Honda Tomoyuki, Shimizu Kazuya, Kawakatsu Tomomi, Yasumi Masato, Shingai Tatsushi, Fukuhara Atsunori, Ozaki-Kuroda Kumi, Irie Kenji, Nakanishi Hiroyuki, Takai Yoshimi
Department of Molecular Biology and Biochemistry, Osaka University Graduate School of Medicine/Faculty of Medicine, Suita 565-0871, Japan.
Genes Cells. 2003 Jan;8(1):51-63. doi: 10.1046/j.1365-2443.2003.00616.x.
Nectin is a Ca2+-independent immunoglobulin-like cell-cell adhesion molecule at the E-cadherin-based cell-cell adherens junctions (AJs), and comprises a family consisting of four members, nectin-1, -2, -3, and -4. Nectin and E-cadherin are associated with afadin and alpha-catenin, actin filament (F-actin)-binding proteins connecting respective adhesion molecules to the actin cytoskeleton, but the role of nectin in the formation of the E-cadherin-based cell-cell AJs has not yet been fully understood. To obtain evidence for this role of nectin, we attempted to develop an antagonist and/or agonist of nectin.

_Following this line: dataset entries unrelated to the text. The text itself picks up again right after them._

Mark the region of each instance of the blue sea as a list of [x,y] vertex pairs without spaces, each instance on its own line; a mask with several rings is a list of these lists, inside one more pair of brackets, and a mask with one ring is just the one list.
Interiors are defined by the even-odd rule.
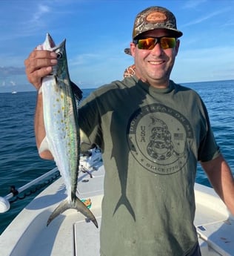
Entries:
[[[234,80],[183,85],[196,91],[205,102],[217,142],[234,174]],[[93,90],[84,89],[84,96]],[[0,197],[8,194],[11,186],[20,188],[55,167],[53,162],[41,160],[38,155],[33,130],[36,101],[36,92],[0,93]],[[199,165],[196,182],[210,186]],[[24,199],[11,203],[7,212],[0,214],[0,234],[43,189],[34,188],[26,191],[29,195]]]

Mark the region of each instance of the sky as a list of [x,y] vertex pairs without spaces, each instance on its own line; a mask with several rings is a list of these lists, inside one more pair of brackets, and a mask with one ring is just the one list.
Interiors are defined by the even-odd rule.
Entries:
[[171,10],[184,33],[171,74],[177,83],[234,79],[233,0],[0,0],[0,93],[34,91],[24,61],[49,33],[66,39],[71,79],[95,88],[121,79],[134,19],[150,6]]

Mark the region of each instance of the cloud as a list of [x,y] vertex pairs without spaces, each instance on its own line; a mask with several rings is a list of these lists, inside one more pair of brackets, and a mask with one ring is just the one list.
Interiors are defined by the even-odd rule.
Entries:
[[191,26],[191,25],[194,25],[194,24],[199,24],[199,23],[201,23],[207,19],[210,19],[214,16],[216,16],[218,15],[220,15],[221,13],[225,13],[226,11],[227,10],[227,9],[223,9],[223,10],[217,10],[215,12],[213,12],[213,13],[209,13],[208,15],[205,16],[203,16],[203,17],[201,17],[199,19],[195,19],[190,22],[188,22],[184,25],[181,25],[181,27],[188,27],[188,26]]
[[191,9],[191,8],[195,8],[198,5],[202,4],[205,3],[207,0],[190,0],[190,1],[184,1],[184,5],[183,5],[183,9]]
[[39,4],[38,7],[38,10],[36,13],[33,13],[31,22],[41,22],[41,17],[44,14],[48,13],[50,12],[50,8],[47,5],[44,4]]

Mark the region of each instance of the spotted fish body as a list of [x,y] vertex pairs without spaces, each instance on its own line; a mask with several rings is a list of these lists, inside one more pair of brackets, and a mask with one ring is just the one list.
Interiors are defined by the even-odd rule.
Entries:
[[[56,46],[49,34],[38,50],[49,50],[57,53],[58,64],[53,73],[43,78],[41,91],[46,137],[39,151],[50,150],[64,179],[67,197],[50,216],[49,223],[60,213],[76,209],[98,227],[93,213],[76,197],[80,156],[80,137],[74,84],[70,79],[65,50],[65,40]],[[81,91],[76,88],[81,98]]]

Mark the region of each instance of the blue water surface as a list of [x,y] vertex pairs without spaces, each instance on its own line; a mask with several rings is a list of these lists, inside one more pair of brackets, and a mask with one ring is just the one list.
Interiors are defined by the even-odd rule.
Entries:
[[[221,151],[234,171],[234,80],[187,83],[205,102],[210,122]],[[84,89],[86,97],[93,89]],[[12,185],[19,188],[55,167],[53,162],[39,158],[36,147],[33,116],[36,92],[0,93],[0,197]],[[198,166],[196,182],[210,186]],[[16,214],[40,191],[11,204],[0,214],[0,234]]]

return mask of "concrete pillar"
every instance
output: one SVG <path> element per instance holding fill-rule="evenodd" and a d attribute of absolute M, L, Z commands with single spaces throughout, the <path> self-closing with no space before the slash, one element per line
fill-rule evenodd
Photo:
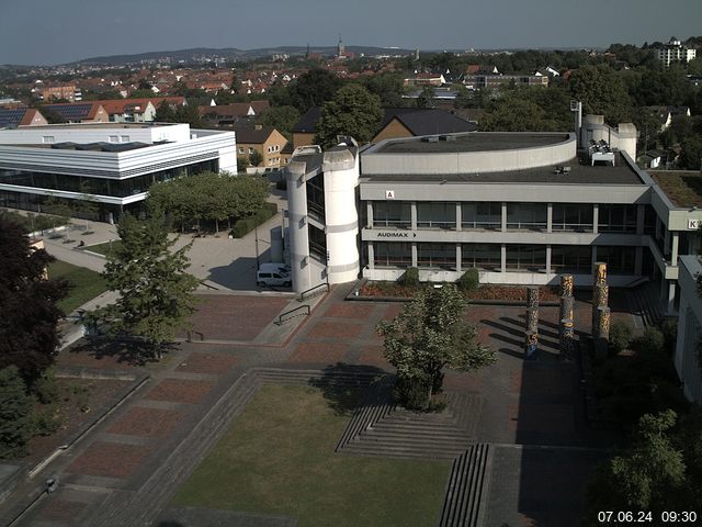
<path fill-rule="evenodd" d="M 559 292 L 561 296 L 573 296 L 573 274 L 561 274 Z"/>
<path fill-rule="evenodd" d="M 536 285 L 526 288 L 526 307 L 539 307 L 539 288 Z"/>
<path fill-rule="evenodd" d="M 636 274 L 637 277 L 641 277 L 641 273 L 643 272 L 643 265 L 644 265 L 644 248 L 636 247 L 636 253 L 634 254 L 634 274 Z"/>
<path fill-rule="evenodd" d="M 603 261 L 596 261 L 592 265 L 592 284 L 607 283 L 607 264 Z"/>
<path fill-rule="evenodd" d="M 636 205 L 636 234 L 644 234 L 644 217 L 646 215 L 646 205 Z"/>
<path fill-rule="evenodd" d="M 539 335 L 534 332 L 524 334 L 524 355 L 526 360 L 535 360 L 539 350 Z"/>
<path fill-rule="evenodd" d="M 675 315 L 676 314 L 676 281 L 675 280 L 669 280 L 669 284 L 668 284 L 668 310 L 667 310 L 667 314 L 668 315 Z"/>
<path fill-rule="evenodd" d="M 290 162 L 285 171 L 287 182 L 290 258 L 293 289 L 296 293 L 302 293 L 312 287 L 305 171 L 306 164 L 301 161 Z"/>
<path fill-rule="evenodd" d="M 561 358 L 573 360 L 573 355 L 575 354 L 575 323 L 573 318 L 562 318 L 559 327 L 558 347 L 561 348 Z"/>
<path fill-rule="evenodd" d="M 539 307 L 529 307 L 526 310 L 526 333 L 539 333 Z"/>

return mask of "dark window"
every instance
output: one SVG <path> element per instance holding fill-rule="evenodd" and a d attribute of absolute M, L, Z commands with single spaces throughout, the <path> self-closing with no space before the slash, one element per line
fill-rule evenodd
<path fill-rule="evenodd" d="M 375 267 L 410 267 L 412 265 L 412 245 L 375 242 L 373 245 Z"/>

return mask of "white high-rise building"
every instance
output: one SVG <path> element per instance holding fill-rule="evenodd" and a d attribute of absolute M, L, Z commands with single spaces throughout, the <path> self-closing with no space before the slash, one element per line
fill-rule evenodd
<path fill-rule="evenodd" d="M 697 49 L 683 46 L 680 41 L 671 36 L 668 44 L 657 49 L 657 58 L 663 63 L 664 68 L 670 67 L 671 63 L 689 63 L 694 60 Z"/>

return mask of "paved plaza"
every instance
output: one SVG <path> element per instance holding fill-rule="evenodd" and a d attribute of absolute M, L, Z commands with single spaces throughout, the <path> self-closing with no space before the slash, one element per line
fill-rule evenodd
<path fill-rule="evenodd" d="M 205 340 L 179 343 L 160 362 L 135 366 L 121 360 L 118 347 L 95 354 L 79 344 L 64 350 L 59 368 L 133 369 L 150 378 L 49 463 L 37 482 L 57 475 L 59 490 L 39 500 L 19 525 L 158 525 L 176 489 L 246 404 L 241 386 L 252 368 L 304 375 L 344 363 L 389 372 L 374 328 L 396 316 L 401 304 L 346 301 L 349 289 L 332 289 L 316 299 L 310 316 L 283 324 L 276 324 L 278 315 L 297 300 L 208 295 L 193 321 Z M 578 302 L 576 310 L 577 329 L 589 330 L 589 304 Z M 469 321 L 498 361 L 477 373 L 446 373 L 446 392 L 472 401 L 472 442 L 490 446 L 483 525 L 576 525 L 584 484 L 611 445 L 611 437 L 586 426 L 578 361 L 557 354 L 557 311 L 541 309 L 540 355 L 524 361 L 524 309 L 472 305 Z M 279 525 L 275 518 L 225 516 L 231 526 Z M 281 522 L 291 525 L 290 518 Z"/>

We made a recombinant extracellular fragment of nectin-3 (Nef-3). Nef-3 trans-interacted with cellular nectin-1 and thereby diminished the formation of the nectin-1-based cell-cell adhesion. This resulted in a reduction of the formation of the E-cadherin-based cell-cell adhesion in L fibroblasts stably expressing both exogenous nectin-1alpha and E-cadherin (nectin-1-EL cells) and MDCK cells stably expressing exogenous nectin-1alpha (nectin-1-MDCK cells). This antagonistic effect of Nef-3 was also observed in L cells stably expressing exogenous E-cadherin alone (EL cells) and wild-type MDCK cells. Conversely, Nef-3 coated on microbeads first recruited the nectin-afadin complex and then the E-cadherin-catenin complex to the bead-cell contact sites in nectin-1-EL and nectin-1-MDCK cells.

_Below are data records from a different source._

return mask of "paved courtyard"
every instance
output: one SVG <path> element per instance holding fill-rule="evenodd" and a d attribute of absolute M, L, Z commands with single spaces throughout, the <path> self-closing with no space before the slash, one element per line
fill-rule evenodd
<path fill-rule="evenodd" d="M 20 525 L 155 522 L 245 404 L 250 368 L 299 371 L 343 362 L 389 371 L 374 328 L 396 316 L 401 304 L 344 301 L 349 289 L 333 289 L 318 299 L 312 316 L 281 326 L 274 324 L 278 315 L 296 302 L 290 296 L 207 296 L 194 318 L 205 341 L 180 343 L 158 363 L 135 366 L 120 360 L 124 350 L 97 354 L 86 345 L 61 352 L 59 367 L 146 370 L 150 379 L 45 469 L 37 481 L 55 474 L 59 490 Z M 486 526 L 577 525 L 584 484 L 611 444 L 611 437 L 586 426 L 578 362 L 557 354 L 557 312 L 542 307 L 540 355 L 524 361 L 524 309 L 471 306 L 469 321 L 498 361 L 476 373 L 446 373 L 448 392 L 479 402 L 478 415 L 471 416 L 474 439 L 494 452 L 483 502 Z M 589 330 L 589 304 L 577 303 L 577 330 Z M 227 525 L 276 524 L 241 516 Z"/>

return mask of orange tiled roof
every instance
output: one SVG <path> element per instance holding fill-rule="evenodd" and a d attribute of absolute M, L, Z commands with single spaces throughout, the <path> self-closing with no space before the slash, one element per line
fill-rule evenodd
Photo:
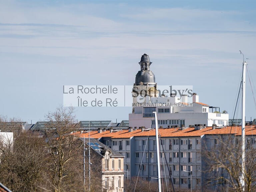
<path fill-rule="evenodd" d="M 209 106 L 209 105 L 207 105 L 207 104 L 205 104 L 205 103 L 200 103 L 199 102 L 195 102 L 196 103 L 197 103 L 198 104 L 200 104 L 200 105 L 207 105 L 207 106 Z"/>
<path fill-rule="evenodd" d="M 207 127 L 199 130 L 195 130 L 194 127 L 188 127 L 181 130 L 178 128 L 166 128 L 159 129 L 161 136 L 162 137 L 200 137 L 203 135 L 226 134 L 230 133 L 236 135 L 241 135 L 241 126 L 225 126 L 222 128 L 213 129 L 211 127 Z M 247 135 L 256 135 L 256 126 L 247 126 L 245 128 L 245 134 Z M 79 137 L 89 137 L 89 133 L 80 133 L 80 132 L 74 134 Z M 141 131 L 140 129 L 129 132 L 128 130 L 121 130 L 119 131 L 110 133 L 109 130 L 98 133 L 97 131 L 90 132 L 90 136 L 92 138 L 99 139 L 101 137 L 111 137 L 113 138 L 130 138 L 133 136 L 155 136 L 155 130 L 154 129 L 149 131 Z"/>

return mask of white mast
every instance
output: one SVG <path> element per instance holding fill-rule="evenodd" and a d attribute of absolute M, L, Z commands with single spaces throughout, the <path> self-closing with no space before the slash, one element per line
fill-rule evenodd
<path fill-rule="evenodd" d="M 158 180 L 158 192 L 161 192 L 161 175 L 160 172 L 160 155 L 159 148 L 159 137 L 158 136 L 158 125 L 157 122 L 157 117 L 156 112 L 154 111 L 155 114 L 155 122 L 156 125 L 156 156 L 157 159 L 157 173 Z"/>
<path fill-rule="evenodd" d="M 242 191 L 245 191 L 244 164 L 245 150 L 245 80 L 246 67 L 247 62 L 244 61 L 244 56 L 240 51 L 241 54 L 243 54 L 243 81 L 242 96 L 242 176 L 241 177 L 241 185 Z"/>
<path fill-rule="evenodd" d="M 90 122 L 89 122 L 89 191 L 91 191 L 91 153 L 90 148 L 91 145 L 90 145 Z"/>

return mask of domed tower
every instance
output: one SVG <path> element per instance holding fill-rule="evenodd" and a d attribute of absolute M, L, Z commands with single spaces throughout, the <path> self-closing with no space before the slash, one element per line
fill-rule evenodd
<path fill-rule="evenodd" d="M 147 85 L 150 87 L 153 87 L 156 85 L 155 75 L 151 71 L 150 66 L 152 62 L 150 62 L 149 57 L 146 53 L 141 56 L 140 62 L 140 71 L 138 71 L 135 79 L 135 85 L 141 84 L 144 85 Z"/>
<path fill-rule="evenodd" d="M 134 112 L 134 107 L 144 106 L 142 105 L 143 103 L 150 103 L 151 97 L 158 96 L 155 75 L 149 68 L 151 63 L 147 54 L 145 53 L 141 56 L 140 62 L 139 63 L 140 71 L 136 75 L 135 83 L 132 92 L 133 113 Z"/>

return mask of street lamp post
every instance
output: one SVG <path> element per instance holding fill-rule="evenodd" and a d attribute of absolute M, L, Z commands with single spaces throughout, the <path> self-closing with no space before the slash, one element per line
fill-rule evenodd
<path fill-rule="evenodd" d="M 184 172 L 188 172 L 190 173 L 190 189 L 191 192 L 192 192 L 192 172 L 189 171 L 183 171 Z"/>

These results suggest that nectin is necessary and sufficient for the recruitment of E-cadherin to the nectin-based cell-cell adhesion sites and involved in the formation of E-cadherin-based cell-cell AJs.
Nectin是一种基于E-钙黏蛋白的细胞间黏附连接(AJs)处不依赖Ca2+的免疫球蛋白样细胞间黏附分子,由四个成员组成一个家族,即Nectin-1、-2、-3和-4。Nectin和E-钙黏蛋白与afadin和α-连环蛋白相关,后者是将各自的黏附分子连接到肌动蛋白细胞骨架的肌动蛋白丝(F-肌动蛋白)结合蛋白,但Nectin在基于E-钙黏蛋白的细胞间AJs形成中的作用尚未完全明确。为了获得Nectin这一作用的证据,我们试图开发Nectin的拮抗剂和/或激动剂。
我们制备了重组的Nectin-3细胞外片段(Nef-3)。Nef-3与细胞表面的Nectin-1发生反式相互作用,从而减少了基于Nectin-1的细胞间黏附的形成。这导致在稳定表达外源性Nectin-1α和E-钙黏蛋白的L成纤维细胞(Nectin-1-EL细胞)以及稳定表达外源性Nectin-1α的MDCK细胞(Nectin-1-MDCK细胞)中,基于E-钙黏蛋白的细胞间黏附形成减少。在仅稳定表达外源性E-钙黏蛋白的L细胞(EL细胞)和野生型MDCK细胞中也观察到了Nef-3的这种拮抗作用。相反,包被有Nef-3的微珠首先在Nectin-1-EL和Nectin-1-MDCK细胞的珠-细胞接触位点募集Nectin-afadin复合物,然后募集E-钙黏蛋白-连环蛋白复合物。
这些结果表明,Nectin对于将E-钙黏蛋白募集到基于Nectin的细胞间黏附位点是必要且充分的,并且参与了基于E-钙黏蛋白的细胞间AJs的形成。